Comparison with Direct HTTP Calls
To decide whether to adopt Spring AI, weigh what you gain and what you lose compared to direct HTTP calls.
| Aspect | Direct HTTP call | Spring AI |
|---|---|---|
| Vendor switch | Rewrite every call site | Change only dependency and config |
| Prompt management | Strings scattered across code | Resource file separation, template variable substitution |
| Response parsing | Manual parsing with ObjectMapper, exception handling |
One-liner conversion to Java object with .entity() |
| Testing | Requires live API calls or an HTTP mock server | Mock the ChatModel interface and inject |
| Vendor-specific features | Full access | May need to drop below the abstraction layer |
| Debugging | Inspect request/response directly | One extra abstraction layer to trace through |
| Dependencies | Minimal (java.net.http is enough) |
Spring AI BOM + vendor-specific starter |
If you expect to switch vendors frequently or want structured prompt and response management, Spring AI is a good fit.

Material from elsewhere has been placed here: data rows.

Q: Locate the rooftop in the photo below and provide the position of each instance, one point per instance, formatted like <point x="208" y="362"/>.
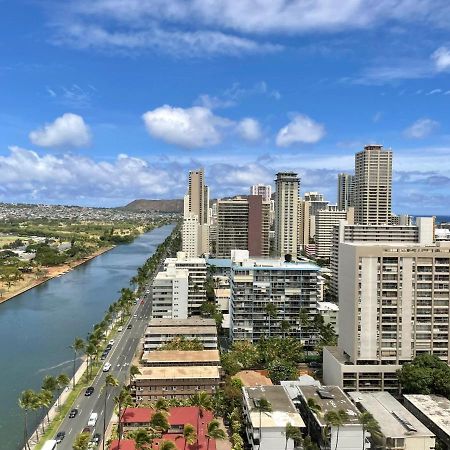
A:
<point x="394" y="419"/>
<point x="176" y="372"/>
<point x="435" y="407"/>
<point x="330" y="398"/>
<point x="283" y="410"/>
<point x="179" y="355"/>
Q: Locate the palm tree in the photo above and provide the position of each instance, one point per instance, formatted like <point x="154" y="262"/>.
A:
<point x="122" y="400"/>
<point x="142" y="439"/>
<point x="262" y="405"/>
<point x="109" y="381"/>
<point x="189" y="435"/>
<point x="215" y="432"/>
<point x="271" y="311"/>
<point x="159" y="422"/>
<point x="370" y="424"/>
<point x="63" y="381"/>
<point x="26" y="400"/>
<point x="167" y="445"/>
<point x="336" y="419"/>
<point x="77" y="347"/>
<point x="293" y="433"/>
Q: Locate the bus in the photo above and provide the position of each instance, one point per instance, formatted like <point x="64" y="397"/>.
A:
<point x="49" y="445"/>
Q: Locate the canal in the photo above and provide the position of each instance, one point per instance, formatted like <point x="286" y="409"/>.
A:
<point x="37" y="327"/>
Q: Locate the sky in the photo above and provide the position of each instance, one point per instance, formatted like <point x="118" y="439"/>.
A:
<point x="106" y="101"/>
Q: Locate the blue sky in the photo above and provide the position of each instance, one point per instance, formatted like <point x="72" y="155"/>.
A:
<point x="105" y="101"/>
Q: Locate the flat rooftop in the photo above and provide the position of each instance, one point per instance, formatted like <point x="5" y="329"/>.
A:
<point x="183" y="356"/>
<point x="191" y="321"/>
<point x="330" y="398"/>
<point x="178" y="372"/>
<point x="394" y="419"/>
<point x="435" y="407"/>
<point x="283" y="410"/>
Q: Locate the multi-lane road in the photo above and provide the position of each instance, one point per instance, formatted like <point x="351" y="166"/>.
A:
<point x="119" y="357"/>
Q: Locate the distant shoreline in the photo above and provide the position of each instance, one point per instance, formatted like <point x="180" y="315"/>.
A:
<point x="55" y="272"/>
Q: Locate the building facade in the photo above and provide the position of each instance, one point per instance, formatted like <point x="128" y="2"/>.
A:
<point x="373" y="186"/>
<point x="287" y="186"/>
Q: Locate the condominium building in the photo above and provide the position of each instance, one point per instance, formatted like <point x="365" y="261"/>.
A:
<point x="399" y="429"/>
<point x="373" y="185"/>
<point x="286" y="213"/>
<point x="267" y="430"/>
<point x="170" y="294"/>
<point x="395" y="306"/>
<point x="196" y="270"/>
<point x="325" y="222"/>
<point x="196" y="207"/>
<point x="344" y="231"/>
<point x="265" y="191"/>
<point x="291" y="287"/>
<point x="345" y="191"/>
<point x="162" y="331"/>
<point x="243" y="223"/>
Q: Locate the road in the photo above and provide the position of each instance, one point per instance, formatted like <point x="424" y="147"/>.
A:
<point x="119" y="357"/>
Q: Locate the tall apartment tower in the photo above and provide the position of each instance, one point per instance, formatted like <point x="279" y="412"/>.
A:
<point x="196" y="208"/>
<point x="345" y="193"/>
<point x="373" y="185"/>
<point x="262" y="189"/>
<point x="243" y="224"/>
<point x="286" y="213"/>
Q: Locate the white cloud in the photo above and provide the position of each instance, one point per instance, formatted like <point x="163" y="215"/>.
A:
<point x="194" y="127"/>
<point x="249" y="129"/>
<point x="69" y="130"/>
<point x="421" y="128"/>
<point x="441" y="58"/>
<point x="301" y="129"/>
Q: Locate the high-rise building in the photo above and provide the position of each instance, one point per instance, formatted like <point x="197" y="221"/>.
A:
<point x="286" y="213"/>
<point x="243" y="223"/>
<point x="345" y="193"/>
<point x="373" y="185"/>
<point x="395" y="306"/>
<point x="196" y="207"/>
<point x="262" y="189"/>
<point x="291" y="287"/>
<point x="344" y="231"/>
<point x="326" y="219"/>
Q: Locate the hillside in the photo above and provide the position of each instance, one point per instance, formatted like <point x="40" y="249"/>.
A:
<point x="175" y="205"/>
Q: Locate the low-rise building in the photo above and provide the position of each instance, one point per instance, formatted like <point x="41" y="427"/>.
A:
<point x="162" y="331"/>
<point x="434" y="412"/>
<point x="349" y="434"/>
<point x="266" y="430"/>
<point x="399" y="428"/>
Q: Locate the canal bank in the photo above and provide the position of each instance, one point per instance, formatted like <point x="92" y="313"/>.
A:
<point x="37" y="328"/>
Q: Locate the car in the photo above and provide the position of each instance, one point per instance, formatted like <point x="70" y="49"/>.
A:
<point x="60" y="436"/>
<point x="89" y="391"/>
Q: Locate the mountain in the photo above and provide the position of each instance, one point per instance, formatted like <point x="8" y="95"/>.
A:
<point x="175" y="205"/>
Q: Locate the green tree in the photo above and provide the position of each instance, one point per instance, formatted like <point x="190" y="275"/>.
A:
<point x="370" y="424"/>
<point x="77" y="347"/>
<point x="26" y="400"/>
<point x="81" y="441"/>
<point x="262" y="405"/>
<point x="214" y="432"/>
<point x="292" y="433"/>
<point x="336" y="419"/>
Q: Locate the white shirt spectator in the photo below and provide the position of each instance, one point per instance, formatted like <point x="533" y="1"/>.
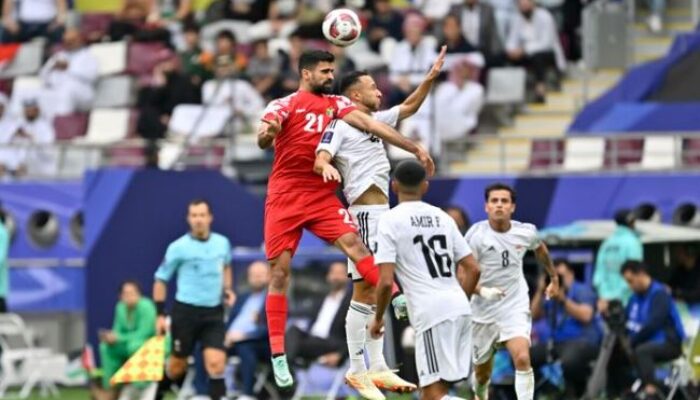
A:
<point x="37" y="10"/>
<point x="412" y="62"/>
<point x="74" y="86"/>
<point x="536" y="35"/>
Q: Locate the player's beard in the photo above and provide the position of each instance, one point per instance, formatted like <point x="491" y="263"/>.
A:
<point x="324" y="88"/>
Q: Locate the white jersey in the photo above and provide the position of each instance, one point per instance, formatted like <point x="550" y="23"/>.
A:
<point x="359" y="156"/>
<point x="425" y="244"/>
<point x="500" y="257"/>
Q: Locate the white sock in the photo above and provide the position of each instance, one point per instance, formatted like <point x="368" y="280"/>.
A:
<point x="375" y="350"/>
<point x="524" y="384"/>
<point x="482" y="391"/>
<point x="355" y="329"/>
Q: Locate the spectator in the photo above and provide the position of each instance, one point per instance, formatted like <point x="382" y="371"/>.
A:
<point x="685" y="274"/>
<point x="156" y="103"/>
<point x="452" y="37"/>
<point x="575" y="330"/>
<point x="384" y="23"/>
<point x="459" y="99"/>
<point x="134" y="324"/>
<point x="534" y="43"/>
<point x="479" y="27"/>
<point x="228" y="62"/>
<point x="69" y="76"/>
<point x="654" y="328"/>
<point x="132" y="20"/>
<point x="264" y="70"/>
<point x="325" y="339"/>
<point x="460" y="216"/>
<point x="33" y="18"/>
<point x="195" y="63"/>
<point x="246" y="336"/>
<point x="411" y="59"/>
<point x="621" y="246"/>
<point x="33" y="129"/>
<point x="4" y="267"/>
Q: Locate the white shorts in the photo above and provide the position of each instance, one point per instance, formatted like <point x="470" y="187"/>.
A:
<point x="367" y="220"/>
<point x="443" y="352"/>
<point x="486" y="336"/>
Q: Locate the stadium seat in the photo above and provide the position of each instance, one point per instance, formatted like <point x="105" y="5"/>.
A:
<point x="659" y="152"/>
<point x="691" y="152"/>
<point x="547" y="153"/>
<point x="143" y="57"/>
<point x="199" y="121"/>
<point x="27" y="61"/>
<point x="70" y="126"/>
<point x="114" y="91"/>
<point x="111" y="57"/>
<point x="623" y="152"/>
<point x="584" y="154"/>
<point x="505" y="86"/>
<point x="240" y="30"/>
<point x="107" y="125"/>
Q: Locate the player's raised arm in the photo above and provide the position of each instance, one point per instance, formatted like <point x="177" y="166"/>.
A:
<point x="366" y="123"/>
<point x="543" y="258"/>
<point x="413" y="102"/>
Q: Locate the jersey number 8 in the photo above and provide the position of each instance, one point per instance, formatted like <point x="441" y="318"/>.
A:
<point x="439" y="265"/>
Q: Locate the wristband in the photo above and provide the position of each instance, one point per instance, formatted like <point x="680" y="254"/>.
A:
<point x="160" y="308"/>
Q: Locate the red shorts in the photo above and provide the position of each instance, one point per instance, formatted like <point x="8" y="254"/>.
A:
<point x="287" y="214"/>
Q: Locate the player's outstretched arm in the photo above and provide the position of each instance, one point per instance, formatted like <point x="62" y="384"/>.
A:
<point x="543" y="258"/>
<point x="366" y="123"/>
<point x="267" y="131"/>
<point x="383" y="294"/>
<point x="413" y="102"/>
<point x="468" y="274"/>
<point x="323" y="167"/>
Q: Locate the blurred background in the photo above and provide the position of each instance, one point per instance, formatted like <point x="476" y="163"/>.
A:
<point x="114" y="114"/>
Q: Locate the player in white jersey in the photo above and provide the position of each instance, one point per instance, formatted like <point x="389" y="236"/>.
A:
<point x="423" y="246"/>
<point x="499" y="245"/>
<point x="362" y="162"/>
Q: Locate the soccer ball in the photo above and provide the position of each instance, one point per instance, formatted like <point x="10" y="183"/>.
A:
<point x="342" y="27"/>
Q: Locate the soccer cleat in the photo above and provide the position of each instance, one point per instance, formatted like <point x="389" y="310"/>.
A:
<point x="280" y="368"/>
<point x="364" y="386"/>
<point x="388" y="380"/>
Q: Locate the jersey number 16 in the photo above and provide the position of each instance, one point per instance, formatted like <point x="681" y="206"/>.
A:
<point x="439" y="264"/>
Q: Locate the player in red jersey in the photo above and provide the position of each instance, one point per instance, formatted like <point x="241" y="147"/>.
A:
<point x="297" y="198"/>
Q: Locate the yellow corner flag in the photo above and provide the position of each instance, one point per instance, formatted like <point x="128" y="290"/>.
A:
<point x="146" y="365"/>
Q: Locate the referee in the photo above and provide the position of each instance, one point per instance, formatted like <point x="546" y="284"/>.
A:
<point x="201" y="260"/>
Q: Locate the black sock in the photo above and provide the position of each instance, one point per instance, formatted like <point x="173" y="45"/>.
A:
<point x="217" y="388"/>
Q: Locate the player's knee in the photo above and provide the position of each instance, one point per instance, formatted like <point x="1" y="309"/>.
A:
<point x="177" y="367"/>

On the other hand, if you need fine-grained control over streaming responses or plan to use vendor-specific features extensively, direct HTTP calls may offer more flexibility.
Wrapping Up
For developers already at home in the Spring ecosystem, the biggest advantage of Spring AI is arguably that LLM integration follows the same familiar patterns.
This post covered composing simple calls with ChatClient, but Spring AI offers much more beyond that.
Advisors let you build pipelines that append context before sending a request to the LLM or post-process the response.
Pair that with a vector store, and RAG (retrieving external documents and injecting them into the prompt) extends naturally on top of ChatClient.